According to the study, perceived job insecurity, fear of infection, and emotional loneliness have a negative impact on mental health, although there are differences between men and women. For men, the subjective perception of the risk of becoming unemployed has the strongest impact on mental health (1.5 per cent per standard deviation), followed by the feeling of loneliness during the lockdown (1.2 per cent). For women, on the other hand, emotional loneliness plays the biggest role (3.3 per cent per standard deviation), whereas labour market risks seem to be less relevant. The assessment of one’s own risk of contracting COVID-19 plays a comparatively minor role for both genders (0.3 and 0.5 per cent per standard deviation for men and women, respectively).

Parents of children under the age of 12 experienced a particularly sharp decrease in mental health, namely by 4.3 per cent, between November 2019 and March 2020. “In addition to the high level of uncertainty surrounding the pandemic and their job situation, parents have to cope with the double burden of managing childcare on top of their jobs during lockdowns,” explains Sebastian Seitz, a researcher at ZEW Mannheim and co-author of the study. Parents did not reduce their working hours more than the average in society during the pandemic, but their mental health developed differently depending on how many hours they looked after their children while working from home.

Fathers taking over childcare while working from home particularly suffer from mental stress

Fathers taking over childcare while working from home particularly suffer from mental stress
Mothers reached the lowest point with a mental health score of 72 at around 15 hours of working from home including childcare.

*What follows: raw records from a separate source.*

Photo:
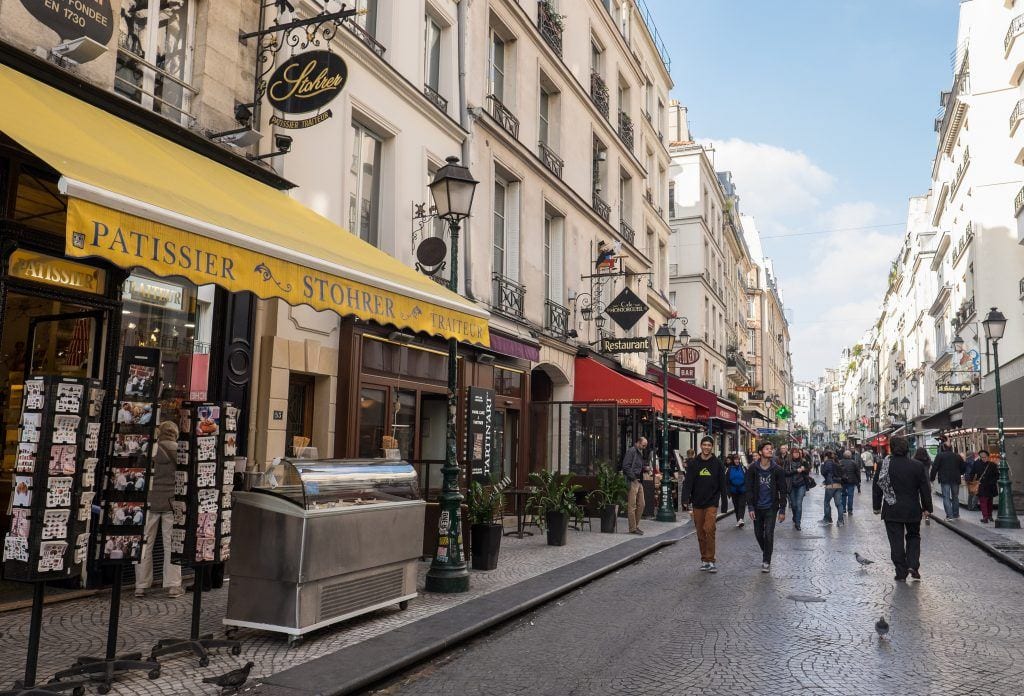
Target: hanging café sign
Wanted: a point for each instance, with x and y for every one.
(303, 84)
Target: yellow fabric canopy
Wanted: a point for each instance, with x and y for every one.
(141, 201)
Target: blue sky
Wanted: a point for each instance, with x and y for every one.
(823, 113)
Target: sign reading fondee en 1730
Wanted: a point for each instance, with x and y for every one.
(626, 309)
(305, 83)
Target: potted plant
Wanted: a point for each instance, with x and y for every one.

The researchers also observed gender-specific effects. On average, men always had higher mental health scores than women. The greatest decline in mental health, however, was seen in fathers who, due to school and daycare closures, took on the additional childcare responsibility while working from home. Mothers’ mental health was particularly affected when they worked from home while their partner was expected to take on the extra childcare hours. “The fact that fathers suffer particularly from school and daycare closures came somewhat as a surprise. Studies on other countries such as the USA or Great Britain came to the opposite conclusion, namely that mothers are particularly affected by mental stress due to the additional burden of childcare,” explains Bettina Siflinger from Tilburg University and co-author of the study. Mothers reached the lowest point with a mental health score of 72 at around 15 hours of working from home including childcare. Fathers, on the other hand, reached their lowest score at around 18 hours of working from home while taking care of children.